Ce chantier avance très bien. On a décidé de trouver un moment pour faire une tournée à Côte d’Or comme on a fait pour les autres sites. J’ai des rapports réguliers avec MMIL, j’y vais de temps en temps. J’espère que certaines choses seront prêtes pour les JIOI.

Avez-vous un plan B au cas où le complexe de Côte d’Or ne serait pas prêt pour juillet prochain ?


Arrêtez avec vos plans B ! Ce n’est ni plan A, ni plan B. Je ne sais pas comment l’expliquer. Pour comprendre, il faut refaire le timeline. Quand on reçoit les JIOI, je n’étais pas encore ministre. C’était mon ami Yogida Sawmynaden qui a mis toute la machinerie en place. Il y a eu l’Association of Upgrading of IOIG Infrastructure. Tout comme en 2003, tout se met en place. On commence à parler de rénovation des infrastructures.

Entretemps, le Premier ministre, en contact avec la Chine, a l’idée de construire un complexe sportif pour l’avenir du sport de Maurice, pas seulement pour les JIOI. Ce qui veut dire que nous avions déjà nos projets et Côte d’Or est arrivé entretemps. Si le complexe de Côte d’Or est prêt, il sera utilisé pour les Jeux. Mais il a été construit pour faire partie du sports hub de Maurice.

Sports hub, ça rappelle quelque chose qui avait pour nom l’INS (Institut national du Sport), cité il y a quelques années. Même idée, même concept ?


Pour le moment, il y a Portas, qui a travaillé sur notre National Sports and Physical Activity Policy (NSPAP). Cette policy parle de sport pour tous, mais aussi d’élite. Il s’agit de développer le sport d’élite, faire que Maurice puisse briller sur les compétitions internationales, mais aussi abriter des compétitions internationales. Le complexe de Côte d’Or pourrait amener cet aspect.

Après les équipes de football, les clubs des autres disciplines collectives ont touché des chèques du MJS. Rs 100 00, c’est le strict minimum…
 

Je suis entièrement d’accord avec ce que vous avancez. Mais aujourd’hui, je lance un challenge aux fédérations sportives et aux clubs. Faites des efforts, et le MJS en fera aussi.

Parlons des JIOI. Vous avez annoncé un évènement chaque mois en amont des Jeux. Pouvez-vous nous en dire plus ?


Nous voulons célébrer les Jeux chaque mois. De ce fait, autour de chaque 19 de chaque mois, nous organiserons un évènement populaire, où le public pourra découvrir les athlètes, les Jeux, les disciplines. Il n’y a rien de finalisé.

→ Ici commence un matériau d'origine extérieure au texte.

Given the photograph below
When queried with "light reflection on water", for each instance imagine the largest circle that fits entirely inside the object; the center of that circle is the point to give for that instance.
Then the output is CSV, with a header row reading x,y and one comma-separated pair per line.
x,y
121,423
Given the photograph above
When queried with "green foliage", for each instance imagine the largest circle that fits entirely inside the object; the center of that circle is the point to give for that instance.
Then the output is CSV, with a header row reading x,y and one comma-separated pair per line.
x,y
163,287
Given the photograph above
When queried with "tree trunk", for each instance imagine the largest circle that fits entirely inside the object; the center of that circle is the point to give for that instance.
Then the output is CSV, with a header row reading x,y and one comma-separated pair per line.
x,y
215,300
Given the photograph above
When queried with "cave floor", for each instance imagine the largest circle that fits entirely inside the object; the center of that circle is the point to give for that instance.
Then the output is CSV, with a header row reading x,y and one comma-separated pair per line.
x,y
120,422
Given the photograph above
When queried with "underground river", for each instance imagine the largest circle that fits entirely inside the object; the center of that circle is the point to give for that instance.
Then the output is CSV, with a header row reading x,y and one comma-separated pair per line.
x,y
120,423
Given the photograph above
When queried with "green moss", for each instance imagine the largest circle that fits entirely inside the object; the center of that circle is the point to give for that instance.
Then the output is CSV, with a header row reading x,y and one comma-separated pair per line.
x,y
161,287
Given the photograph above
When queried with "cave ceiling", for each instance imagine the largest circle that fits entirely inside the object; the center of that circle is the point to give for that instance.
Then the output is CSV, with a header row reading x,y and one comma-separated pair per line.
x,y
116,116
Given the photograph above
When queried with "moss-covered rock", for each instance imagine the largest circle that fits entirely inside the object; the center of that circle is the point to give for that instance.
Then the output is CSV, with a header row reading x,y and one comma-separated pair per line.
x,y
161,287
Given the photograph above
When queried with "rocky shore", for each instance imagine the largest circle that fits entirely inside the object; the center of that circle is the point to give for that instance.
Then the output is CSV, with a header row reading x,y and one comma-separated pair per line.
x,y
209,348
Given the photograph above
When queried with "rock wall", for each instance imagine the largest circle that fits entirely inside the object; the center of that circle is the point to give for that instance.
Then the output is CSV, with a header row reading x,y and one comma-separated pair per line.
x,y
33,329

Ressentez-vous l’engouement autour des Jeux ? La population arrive-t-elle à s’approprier les Jeux ?

Il y un éveil. Il n’y a pas un Mauricien qui n’est pas au courant de la tenue des Jeux l’année prochaine. Je pense que nous avons su passer l’info autour. Tout a été une question de timing. Mais à partir de janvier, nous allons faire de sorte que les Mauriciens s’approprient vraiment les Jeux.

Quel serait le nombre de médailles qui vous ferait satisfaction pour les JIOI ?

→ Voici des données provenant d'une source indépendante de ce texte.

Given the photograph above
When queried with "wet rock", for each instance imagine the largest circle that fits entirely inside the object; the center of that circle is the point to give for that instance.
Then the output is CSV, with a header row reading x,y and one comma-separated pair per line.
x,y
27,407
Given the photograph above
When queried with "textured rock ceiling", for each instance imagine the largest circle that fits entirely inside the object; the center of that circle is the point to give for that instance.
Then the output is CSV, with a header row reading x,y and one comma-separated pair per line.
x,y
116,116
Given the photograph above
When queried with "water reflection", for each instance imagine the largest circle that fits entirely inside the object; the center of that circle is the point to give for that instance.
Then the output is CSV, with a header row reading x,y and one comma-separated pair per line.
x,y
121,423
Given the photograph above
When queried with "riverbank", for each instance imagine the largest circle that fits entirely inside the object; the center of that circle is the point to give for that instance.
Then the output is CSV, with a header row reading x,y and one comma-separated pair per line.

En règle générale, Maurice a toujours tourné autour de 60 médailles d’or. Chaque fédération travaille pour le maximum de médailles. L’objectif serait de toucher entre 80 et 100 médailles.

Et si l’on devait chiffrer les médailles, on atteindrait quel total ?

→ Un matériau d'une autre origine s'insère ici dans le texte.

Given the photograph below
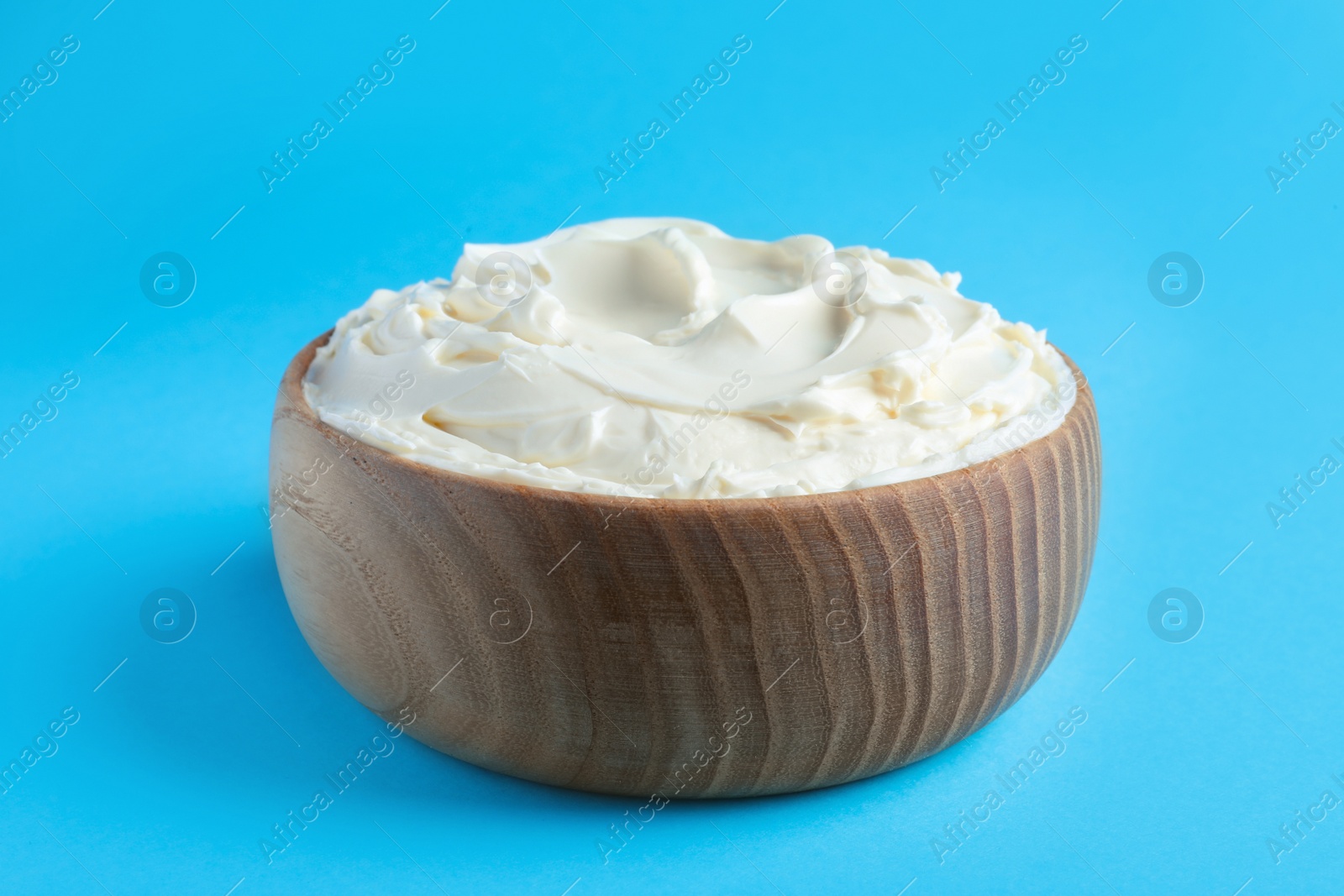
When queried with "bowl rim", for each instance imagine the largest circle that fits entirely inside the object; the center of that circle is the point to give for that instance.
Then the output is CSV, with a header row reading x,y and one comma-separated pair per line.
x,y
291,391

C’est assez difficile. Certaines fédérations font preuve d’excès de confiance. D’autres préfèrent être prudentes. Mais avec ce que nous avons fait, avec les repas, les vitamines, les suppléments pour les athlètes depuis ces deux dernières années, le nombre de 80 médailles est parfaitement jouable.

Le tennis de table pourrait être retiré des Jeux l’année prochaine…

C’est une question réglée. Il s’agit d‘une mauvaise communication autour de la marque du flooring. Rien de plus.

2018 a toutefois été terne, avec le scandale aux Jeux du Commonwealth. En tant que ministre, quel a été votre ressenti ?

Dès que j’ai été informé de la situation, j’ai donné tout mon soutien à l’athlète. Je lance un appel à toutes les personnes concernées dans le monde du sport pour que ce genre d’incident ne se reproduise plus. Cela a entaché l’image de Maurice. Veillons à ne pas salir l’image du pays à travers des actes irréfléchis.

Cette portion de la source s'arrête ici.